Rating: C-
Dir: Makinov
Star: Ebon Moss-Bachrach, Vinessa Shaw, Daniel Giménez Cacho
Based on the same novel as 70’s Spanish film, Who Can Kill a Child?, this is the story of Francis (Moss-Bachrach) and Beth (Shaw), a couple on holiday in Mexico who rent a small boat and take a trip to a remote village. On arrival, it’s very quiet: too quiet, in fact, with no-one to be seen except for a bunch of the local kids playing on the dock. They find a hotel, but it is no less deserted: as Beth is heavily pregnant, Francis leaves her there and goes out to try to find anyone old enough to vote.

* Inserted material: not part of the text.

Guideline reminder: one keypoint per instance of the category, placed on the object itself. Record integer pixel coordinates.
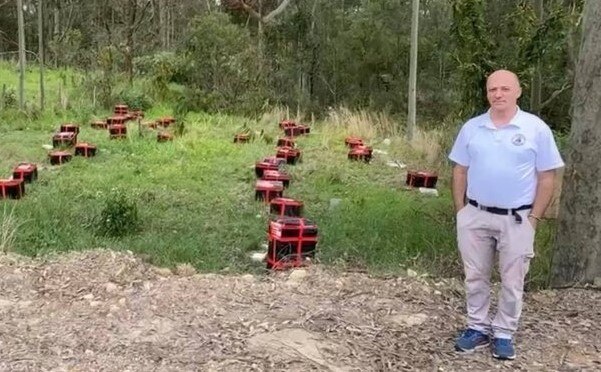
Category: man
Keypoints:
(503, 180)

The good news is, he does. The bad news? They’re being dragged away, to be treated as a human piñata by those kids, who then proceed to chew down on their victim. Turns out that something has turned all the children in the village simultaneously psychotic, and they’ve targeted every single adult for elimination. The couple do find a local (Cacho) who can fill in some of the blanks, but with not enough gas for their boat to make the return journey, their options are pretty limited.
The main problem here is a plot which requires the central pair to be completely oblivious to what’s going on, for far longer than any sensible person would be. If I showed up to a village with no responsible adults to be found, I’d be out of there in a flash, rather than hanging out in a bar, then moving to a hotel, and exploring people’s homes. While I know it’s an attempt to generate atmosphere of brooding menace, the audience is so far ahead of the characters – Chris was literally yelling, “Get out! GET OUT!” at the TV screen – they need to cut to the chase, and reach the meat (is murder) of proceedings a great deal quicker. Once it does get there, things improve, though I’d have like to have seen more actual child-killing: it’s mostly implied here, which seems a cop out, and definitely diminishes the impact. Obviously made fairly cheaply, and with a limited cast and crew, it skates on the thin ice of failure, though never quite falls through. The cracks are pretty obvious, however.